The distribution is heavily skewed towards the lower and higher ends. The data ranges from the start of 1854 to the start of 2020. Now let’s try and visualise SST using the raster stack. We know the rasters are stacked by time, so I will take a couple of rasters based on this attribute to map SST at 2 time periods

# I have defined these breaks after looking at the distribution of values
#   these should present the data well
sst_val_brks <- c(-5, 0, 5, 10, 15, 20, 25, 30, 35)
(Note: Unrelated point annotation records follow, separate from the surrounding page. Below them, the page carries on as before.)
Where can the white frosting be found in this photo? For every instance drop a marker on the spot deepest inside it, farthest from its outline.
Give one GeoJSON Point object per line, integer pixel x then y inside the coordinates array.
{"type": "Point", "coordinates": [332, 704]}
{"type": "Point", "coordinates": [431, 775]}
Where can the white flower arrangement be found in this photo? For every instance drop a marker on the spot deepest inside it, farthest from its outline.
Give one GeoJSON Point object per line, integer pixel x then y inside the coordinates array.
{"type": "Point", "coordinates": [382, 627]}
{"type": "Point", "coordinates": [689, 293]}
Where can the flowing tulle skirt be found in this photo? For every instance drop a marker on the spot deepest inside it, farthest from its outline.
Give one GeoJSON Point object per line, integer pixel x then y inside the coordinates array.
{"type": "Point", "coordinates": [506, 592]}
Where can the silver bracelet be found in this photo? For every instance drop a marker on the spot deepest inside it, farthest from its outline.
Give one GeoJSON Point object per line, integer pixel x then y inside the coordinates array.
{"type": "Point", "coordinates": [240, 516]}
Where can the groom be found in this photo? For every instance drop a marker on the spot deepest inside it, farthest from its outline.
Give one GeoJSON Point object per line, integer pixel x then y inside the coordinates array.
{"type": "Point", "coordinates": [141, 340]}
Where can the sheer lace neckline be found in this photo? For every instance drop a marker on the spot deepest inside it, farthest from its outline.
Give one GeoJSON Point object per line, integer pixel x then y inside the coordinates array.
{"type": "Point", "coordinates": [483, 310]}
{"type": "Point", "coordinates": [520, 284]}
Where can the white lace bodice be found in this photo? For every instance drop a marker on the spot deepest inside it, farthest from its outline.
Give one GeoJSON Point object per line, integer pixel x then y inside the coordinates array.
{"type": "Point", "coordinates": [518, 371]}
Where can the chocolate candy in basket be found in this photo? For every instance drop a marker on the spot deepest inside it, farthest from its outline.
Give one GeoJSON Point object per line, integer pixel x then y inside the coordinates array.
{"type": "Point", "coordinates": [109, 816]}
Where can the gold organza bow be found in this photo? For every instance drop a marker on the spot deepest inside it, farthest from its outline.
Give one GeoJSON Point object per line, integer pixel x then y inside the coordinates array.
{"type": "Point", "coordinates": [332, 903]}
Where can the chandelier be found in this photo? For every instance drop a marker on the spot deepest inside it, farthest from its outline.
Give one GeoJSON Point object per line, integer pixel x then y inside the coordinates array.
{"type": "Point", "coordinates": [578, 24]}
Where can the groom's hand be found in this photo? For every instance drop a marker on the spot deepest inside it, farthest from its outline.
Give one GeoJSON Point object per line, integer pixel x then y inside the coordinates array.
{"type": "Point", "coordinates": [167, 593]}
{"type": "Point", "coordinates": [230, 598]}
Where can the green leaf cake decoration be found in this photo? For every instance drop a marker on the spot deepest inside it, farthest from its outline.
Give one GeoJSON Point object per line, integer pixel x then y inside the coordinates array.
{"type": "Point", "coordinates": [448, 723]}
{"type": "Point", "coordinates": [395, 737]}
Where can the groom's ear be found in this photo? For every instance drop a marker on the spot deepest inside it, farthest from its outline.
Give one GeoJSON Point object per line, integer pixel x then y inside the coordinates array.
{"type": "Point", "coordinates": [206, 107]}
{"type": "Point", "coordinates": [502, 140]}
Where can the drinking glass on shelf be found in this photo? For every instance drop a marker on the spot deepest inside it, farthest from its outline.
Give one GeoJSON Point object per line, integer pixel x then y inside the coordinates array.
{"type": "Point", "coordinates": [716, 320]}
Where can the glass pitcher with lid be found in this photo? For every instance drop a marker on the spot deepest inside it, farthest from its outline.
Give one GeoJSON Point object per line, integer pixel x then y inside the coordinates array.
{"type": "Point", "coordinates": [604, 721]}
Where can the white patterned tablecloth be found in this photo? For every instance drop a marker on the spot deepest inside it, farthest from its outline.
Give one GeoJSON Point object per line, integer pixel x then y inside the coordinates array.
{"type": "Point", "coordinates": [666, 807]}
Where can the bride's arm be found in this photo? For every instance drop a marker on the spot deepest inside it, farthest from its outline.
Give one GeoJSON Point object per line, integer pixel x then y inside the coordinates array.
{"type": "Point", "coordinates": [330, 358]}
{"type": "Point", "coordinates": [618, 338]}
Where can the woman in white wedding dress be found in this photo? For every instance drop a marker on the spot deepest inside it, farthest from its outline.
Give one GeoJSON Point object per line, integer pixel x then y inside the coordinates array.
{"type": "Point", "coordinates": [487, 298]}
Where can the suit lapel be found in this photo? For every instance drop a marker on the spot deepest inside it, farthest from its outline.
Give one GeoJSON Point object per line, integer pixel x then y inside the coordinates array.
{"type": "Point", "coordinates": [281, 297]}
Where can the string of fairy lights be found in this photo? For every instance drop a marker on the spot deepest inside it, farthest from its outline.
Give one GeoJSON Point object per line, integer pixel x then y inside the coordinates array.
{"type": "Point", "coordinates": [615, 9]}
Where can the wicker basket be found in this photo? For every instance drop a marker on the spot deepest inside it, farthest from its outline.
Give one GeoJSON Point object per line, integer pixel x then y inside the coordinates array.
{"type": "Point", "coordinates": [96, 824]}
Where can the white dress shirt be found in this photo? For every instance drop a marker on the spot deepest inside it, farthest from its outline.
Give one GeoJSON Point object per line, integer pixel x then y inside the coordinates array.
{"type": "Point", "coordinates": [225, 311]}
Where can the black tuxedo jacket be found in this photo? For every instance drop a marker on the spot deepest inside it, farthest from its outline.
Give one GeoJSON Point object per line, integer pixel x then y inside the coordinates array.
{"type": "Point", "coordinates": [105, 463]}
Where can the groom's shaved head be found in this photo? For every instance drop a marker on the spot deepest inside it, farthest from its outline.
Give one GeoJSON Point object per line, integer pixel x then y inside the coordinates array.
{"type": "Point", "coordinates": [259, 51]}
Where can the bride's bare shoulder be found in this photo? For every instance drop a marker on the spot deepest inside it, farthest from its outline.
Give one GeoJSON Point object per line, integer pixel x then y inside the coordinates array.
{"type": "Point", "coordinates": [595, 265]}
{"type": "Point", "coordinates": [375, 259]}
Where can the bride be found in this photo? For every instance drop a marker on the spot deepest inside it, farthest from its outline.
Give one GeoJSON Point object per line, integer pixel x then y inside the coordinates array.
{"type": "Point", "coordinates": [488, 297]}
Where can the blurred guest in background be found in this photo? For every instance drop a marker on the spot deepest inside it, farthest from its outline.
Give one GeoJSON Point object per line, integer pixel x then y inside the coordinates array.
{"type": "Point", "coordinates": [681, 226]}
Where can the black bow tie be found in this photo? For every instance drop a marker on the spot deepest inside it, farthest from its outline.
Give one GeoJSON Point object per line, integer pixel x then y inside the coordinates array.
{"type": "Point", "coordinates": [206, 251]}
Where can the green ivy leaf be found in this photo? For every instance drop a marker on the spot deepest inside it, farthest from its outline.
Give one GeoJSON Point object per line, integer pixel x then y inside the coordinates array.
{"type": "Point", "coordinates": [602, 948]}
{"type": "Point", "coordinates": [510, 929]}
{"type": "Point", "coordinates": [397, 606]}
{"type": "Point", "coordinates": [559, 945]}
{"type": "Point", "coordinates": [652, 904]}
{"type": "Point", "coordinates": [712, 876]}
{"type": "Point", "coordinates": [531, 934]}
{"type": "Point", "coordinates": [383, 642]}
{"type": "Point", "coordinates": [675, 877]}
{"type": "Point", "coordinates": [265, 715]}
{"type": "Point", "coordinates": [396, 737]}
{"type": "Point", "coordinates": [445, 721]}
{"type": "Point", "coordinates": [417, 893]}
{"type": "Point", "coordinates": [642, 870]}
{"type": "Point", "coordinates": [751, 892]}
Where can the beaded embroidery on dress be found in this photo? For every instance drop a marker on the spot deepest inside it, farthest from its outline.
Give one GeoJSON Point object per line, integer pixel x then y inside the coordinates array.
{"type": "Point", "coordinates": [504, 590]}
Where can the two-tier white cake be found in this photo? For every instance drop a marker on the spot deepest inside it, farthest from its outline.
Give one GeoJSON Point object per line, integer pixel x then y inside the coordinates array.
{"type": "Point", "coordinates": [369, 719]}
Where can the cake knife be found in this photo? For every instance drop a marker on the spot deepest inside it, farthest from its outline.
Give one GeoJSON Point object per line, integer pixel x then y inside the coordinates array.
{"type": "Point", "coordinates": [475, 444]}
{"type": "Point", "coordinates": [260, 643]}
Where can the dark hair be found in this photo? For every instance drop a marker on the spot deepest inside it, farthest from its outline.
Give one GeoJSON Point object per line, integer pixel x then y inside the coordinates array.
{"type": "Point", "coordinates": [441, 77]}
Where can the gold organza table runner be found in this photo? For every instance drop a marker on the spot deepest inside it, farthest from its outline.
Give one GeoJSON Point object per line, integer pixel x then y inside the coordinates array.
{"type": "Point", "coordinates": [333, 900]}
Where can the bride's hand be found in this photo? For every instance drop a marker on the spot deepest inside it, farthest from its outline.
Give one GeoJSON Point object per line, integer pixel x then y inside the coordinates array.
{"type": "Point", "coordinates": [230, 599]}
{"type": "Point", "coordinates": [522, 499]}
# function for producing sst maps
#   I will do this a lot so making a function to not repeat code
#   will not parameterize things like textNA, data title because the function
#   is designed for a single data source that I know
get_sst_map <- function(data, title, palette='-Spectral', style='cont',  # set default parameters
                        palette_mid=15, 
                        scale_breaks=c(0, 2500, 5000, 7500, 10000),
                        colourblind=FALSE) {
  
  # use colour-blind (deuterantopia, protanopia, tritanonia) friendly palette
  #   if the user inputs it. this is extremely important when mapping with a
  #   high range colour scheme. this could just be done with the palette parameter,
  #   but I think its nice to not make a colourblind person have to go through
  #   colour palettes themselves
  if (colourblind) {
    palette <- 'BrBG'
  }
  
  # create map
  map <- tm_shape(data) +  # shape around input data
    # we know the input will be of raster type, so plot with raster
    #   use parameter values where it might change
    tm_raster(palette=palette, midpoint=palette_mid, colorNA='gray', textNA='Land',
              breaks=sst_val_brks, title='SST (\u00B0C)', style=style) +
    # adjust map. set legend position, title and sizing
    tm_layout(legend.outside.position=c('right'),
                legend.outside.size=0.2,
                legend.outside=TRUE,
                legend.title.size=1,
                main.title=title,
                main.title.size=1,
                panel.label.size=0.05,
                legend.width=1) +
    tm_scale_bar(position=c(0.01, 0), breaks=scale_breaks) +
    tm_compass(size=0.8, text.size=0.8, position=c(0.93, 0.03)) # add scale bar 
  
  return(map)  # return map object
}

# save map at 01/01/1854
sst_185401 <- get_sst_map(sst_rast$X1854.01.01, 'SST at 01/01/1854',
                          style='pretty')  # use pretty (classified) style

# save map at 01/01/2019
sst_201901 <- get_sst_map(sst_rast$X2019.01.01, 'SST at 01/01/2019',
                          style='pretty')  # use pretty (classified) style

# plot both maps side-by-side
tmap_arrange(sst_185401, sst_201901, ncol=1, asp=2)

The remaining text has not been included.